Tuesday, February 12, 2008

My Fish Died

So, I think it was really cold and my fish died today. I noticed that "rybka" (fish in Russian) wasn't eating, I changed the water a few days ago and it was finally swimming. It was a crown fish that I got from a Russian friend a year and a half ago. I suppose in fish years that might be a long time, since everyone has told me that they've only had beta fishes for months rather than years.

Although, I know that it was just a fish, I still shed a couple tears for it. I suppose I put more into the situation that what it really is. I got it from a friend that I haven't spoken to in 6 months and maybe I was hoping to be friends with her again. I guess as of now, since the fish is dead that maybe we will never be friends again.

This friend I speak of were friends when we worked together, but I quit that job in August. I suppose the fish can also signify that all the pain and anguish from that job is far behind me with recent events in my life. I couldn't be happier with my current situation with the opportunities that have come into my life. I've come along way from where I was when I was working in the tax industry and I'm doing so much more with my fashion business.

I am just sad that my fish died overall and for today I'll just remember how I liked stressing it out to do that expanding gill thing it did. In retrospect, maybe it didn't really like that, hehehehhe.

Sunday, February 3, 2008

My girl day!

So, the husband is out of town for Superbowl Sunday and I have the whole house to myself. Well, other than the dog who hasn't moved from the couch since breakfast, I still have the bedroom, my sewing room the kitchen, all three bathrooms that I will probably use all of them! Hahahaha, I'm gonna do all the things I can't really do when there is a man in the house. You know girl stuff! I have a client coming over, but after that I'm going to put on "Pride and Prejudice" the one with Kiera Knightly in it and watch "Devil Wears Prada" after that.

I want to be famous so bad, I have a business meeting next week that I want to go through with little to no kinks. This deal will definitely get me more into the fashion industry, more so than I already am.

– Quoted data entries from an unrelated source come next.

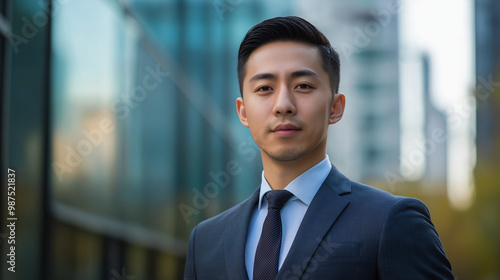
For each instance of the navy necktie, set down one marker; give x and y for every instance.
(266, 261)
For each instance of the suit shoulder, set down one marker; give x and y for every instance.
(370, 194)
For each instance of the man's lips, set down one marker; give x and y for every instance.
(286, 129)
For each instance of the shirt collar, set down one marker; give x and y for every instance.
(305, 186)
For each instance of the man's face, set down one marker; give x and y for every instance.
(287, 101)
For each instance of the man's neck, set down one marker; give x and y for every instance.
(279, 174)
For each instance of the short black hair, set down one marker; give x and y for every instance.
(290, 28)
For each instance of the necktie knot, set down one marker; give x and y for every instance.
(277, 198)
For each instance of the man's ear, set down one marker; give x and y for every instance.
(240, 108)
(337, 108)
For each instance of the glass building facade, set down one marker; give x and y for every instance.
(119, 120)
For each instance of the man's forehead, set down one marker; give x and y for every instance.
(284, 55)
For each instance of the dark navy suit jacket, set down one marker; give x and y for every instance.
(350, 231)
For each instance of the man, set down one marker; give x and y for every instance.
(307, 220)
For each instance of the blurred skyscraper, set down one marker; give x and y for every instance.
(119, 117)
(487, 95)
(366, 143)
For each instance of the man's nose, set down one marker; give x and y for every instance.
(284, 103)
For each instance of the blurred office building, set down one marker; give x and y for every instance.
(488, 123)
(365, 144)
(118, 118)
(389, 117)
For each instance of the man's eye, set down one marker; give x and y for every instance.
(304, 86)
(264, 88)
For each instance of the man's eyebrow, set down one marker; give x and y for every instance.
(296, 74)
(304, 72)
(262, 76)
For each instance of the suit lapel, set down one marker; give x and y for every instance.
(235, 238)
(325, 208)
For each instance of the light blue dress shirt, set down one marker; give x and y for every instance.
(304, 189)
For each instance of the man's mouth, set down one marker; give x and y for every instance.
(286, 129)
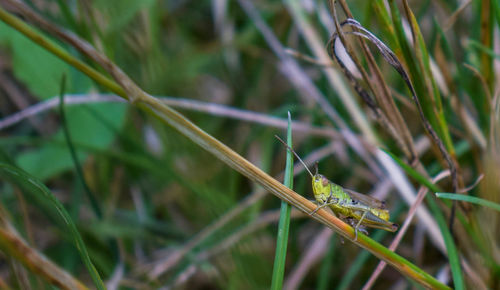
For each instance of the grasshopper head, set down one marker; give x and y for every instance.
(321, 187)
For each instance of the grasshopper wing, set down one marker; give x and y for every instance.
(367, 200)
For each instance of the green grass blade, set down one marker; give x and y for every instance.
(441, 221)
(67, 136)
(52, 206)
(468, 198)
(324, 275)
(284, 223)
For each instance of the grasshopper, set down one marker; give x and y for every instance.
(356, 209)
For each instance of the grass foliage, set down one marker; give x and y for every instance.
(397, 99)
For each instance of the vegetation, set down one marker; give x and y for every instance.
(395, 99)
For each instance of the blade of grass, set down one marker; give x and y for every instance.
(324, 275)
(52, 206)
(13, 244)
(468, 198)
(156, 108)
(284, 223)
(441, 221)
(90, 195)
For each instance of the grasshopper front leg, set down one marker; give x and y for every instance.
(357, 226)
(330, 200)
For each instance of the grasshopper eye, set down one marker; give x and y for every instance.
(324, 181)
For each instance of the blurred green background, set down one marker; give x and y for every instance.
(147, 193)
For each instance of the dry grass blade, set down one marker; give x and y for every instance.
(12, 244)
(171, 117)
(386, 110)
(392, 59)
(411, 213)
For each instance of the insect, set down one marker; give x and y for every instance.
(356, 209)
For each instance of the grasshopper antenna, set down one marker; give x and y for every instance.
(296, 155)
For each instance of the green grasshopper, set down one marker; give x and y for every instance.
(356, 209)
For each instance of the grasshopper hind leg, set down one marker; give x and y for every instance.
(358, 227)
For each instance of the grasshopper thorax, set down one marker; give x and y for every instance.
(321, 187)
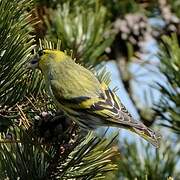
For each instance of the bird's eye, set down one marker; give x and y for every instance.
(33, 62)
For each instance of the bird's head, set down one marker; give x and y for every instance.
(46, 56)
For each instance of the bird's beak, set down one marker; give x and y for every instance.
(32, 64)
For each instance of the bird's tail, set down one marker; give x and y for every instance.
(147, 134)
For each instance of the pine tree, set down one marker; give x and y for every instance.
(37, 141)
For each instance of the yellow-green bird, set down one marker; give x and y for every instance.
(82, 97)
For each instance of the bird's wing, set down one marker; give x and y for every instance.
(110, 109)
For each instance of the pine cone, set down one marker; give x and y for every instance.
(54, 128)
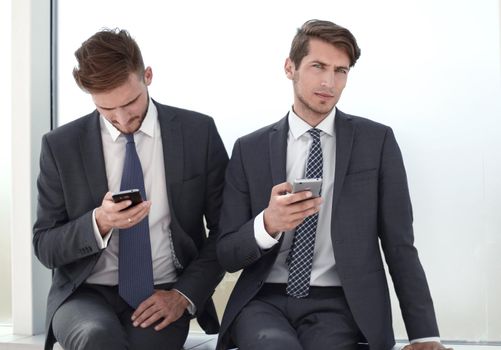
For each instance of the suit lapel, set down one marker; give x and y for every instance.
(91, 149)
(172, 144)
(278, 151)
(344, 141)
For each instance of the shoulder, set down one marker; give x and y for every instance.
(261, 135)
(70, 131)
(362, 124)
(184, 116)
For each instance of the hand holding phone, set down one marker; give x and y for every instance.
(133, 195)
(314, 185)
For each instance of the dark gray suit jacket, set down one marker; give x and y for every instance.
(371, 204)
(72, 183)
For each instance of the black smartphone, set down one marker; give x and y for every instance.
(133, 195)
(314, 185)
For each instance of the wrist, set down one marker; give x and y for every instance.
(269, 228)
(103, 228)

I'm getting there, everyday I work, work, work. I'm living, breathing, and sleeping fashion. This what I had wanted to do since I started sewing Barbie clothes, when I was 5. In the beginning of all of this my mom said to pick a back up and I did in accounting. As much as I am good at my part-time day job, I get distracted by all things fashion.

Hell, I might not even be a good accounting manager. I know for sure that I am a great designer! I was thinking of the next time I try out for Project Runway, since this year will be the 4th time. That I don't even care anymore if I get picked or not, it's just great to get real reviews from the gatekeepers of fashion.

The last time, I tried out I was pissed off, but then again I took what they said and I used it to move forward.